Recipe by Um Safia
We make pasta salad quite a bit in our house & this is definitely one of our very favourites. The kids wolf this down! It is great as a light lunch, a side dish, on a picnic etc. You can add ingredients or change them round to suit your tastes or what you have on hand.
Top Review by magpie diner
Thanks this was a really nice salad. I wasn't sure how much pasta I would need to provide 6 cups, so I just used a whole box of fusili, which is 375 grams - seems like the right amount. I wish I had my camera to take a photo because it's a very pretty looking salad. I used whole wheat pasta and threw together a quick garlic mayo using about 12 tbsp of mayo, juice of one lemon, some parsley and three cloves of garlic. I'll make this for the next bbq or potluck we go to. Swapping dill for the italian seasonings would be nice too. Thx again!

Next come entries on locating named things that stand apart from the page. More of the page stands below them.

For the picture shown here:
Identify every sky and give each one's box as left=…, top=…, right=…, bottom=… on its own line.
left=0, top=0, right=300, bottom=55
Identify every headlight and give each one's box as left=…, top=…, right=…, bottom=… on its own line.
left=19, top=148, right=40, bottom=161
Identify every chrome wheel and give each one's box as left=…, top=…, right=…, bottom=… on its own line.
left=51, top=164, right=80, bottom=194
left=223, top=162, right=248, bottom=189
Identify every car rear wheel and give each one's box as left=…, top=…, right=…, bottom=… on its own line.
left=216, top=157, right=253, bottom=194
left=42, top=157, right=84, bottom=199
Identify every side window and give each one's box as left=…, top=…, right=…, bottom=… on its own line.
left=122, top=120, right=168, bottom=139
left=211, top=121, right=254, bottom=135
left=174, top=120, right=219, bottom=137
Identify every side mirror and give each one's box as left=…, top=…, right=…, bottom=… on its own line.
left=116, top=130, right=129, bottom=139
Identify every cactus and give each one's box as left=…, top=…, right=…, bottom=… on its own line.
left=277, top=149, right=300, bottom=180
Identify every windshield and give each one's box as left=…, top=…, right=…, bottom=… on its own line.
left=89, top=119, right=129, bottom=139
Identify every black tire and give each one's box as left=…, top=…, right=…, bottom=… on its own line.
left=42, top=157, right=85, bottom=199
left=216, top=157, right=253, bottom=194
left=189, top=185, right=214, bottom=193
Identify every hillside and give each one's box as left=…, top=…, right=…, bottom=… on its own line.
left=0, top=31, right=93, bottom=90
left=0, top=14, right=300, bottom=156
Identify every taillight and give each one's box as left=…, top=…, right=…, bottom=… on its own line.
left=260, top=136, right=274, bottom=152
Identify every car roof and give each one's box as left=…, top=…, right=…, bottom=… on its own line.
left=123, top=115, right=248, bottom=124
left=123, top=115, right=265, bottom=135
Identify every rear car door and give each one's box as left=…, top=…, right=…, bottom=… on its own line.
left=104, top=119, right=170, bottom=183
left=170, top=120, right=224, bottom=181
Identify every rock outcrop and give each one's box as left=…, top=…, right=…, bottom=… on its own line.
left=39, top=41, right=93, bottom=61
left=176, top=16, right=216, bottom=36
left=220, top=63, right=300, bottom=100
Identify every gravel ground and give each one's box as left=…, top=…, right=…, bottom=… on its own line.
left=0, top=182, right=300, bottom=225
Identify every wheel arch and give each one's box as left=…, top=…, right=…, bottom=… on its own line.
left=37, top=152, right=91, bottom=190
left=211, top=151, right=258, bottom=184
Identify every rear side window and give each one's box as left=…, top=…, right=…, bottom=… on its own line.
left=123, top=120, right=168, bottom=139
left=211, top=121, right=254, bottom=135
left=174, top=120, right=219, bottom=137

- 6 cups cooked pasta (we like penne or the med. shells for this)
- 120 g smoked salmon, finely sliced
- 3⁄4 cup garlic mayonnaise
- 1 cup lettuce, shredded
- 3⁄4 cup cucumber, peeled & finely sliced (we use English cukes)
- 1⁄4 cup sweetcorn
- 1 carrot, grated
- 1 red bell pepper, finely diced
- 1⁄4 teaspoon paprika
- 1⁄2 teaspoon mixed Italian herbs
- salt and black pepper
- 1 teaspoon lemon juice
- 2 eggs, hardboiled & chopped
- 2 small pickled cucumbers, finely sliced
Directions See How It's Made
- in a large bowl or pot, mix the mayo with the salmon & seasonings.
- Add the rest of the ingredients & mix well.
- You can add more mayo or a simple vinigrette if you want a creamier salad.
- Serve or store in an airtight container in the fridge for up to 48 hours.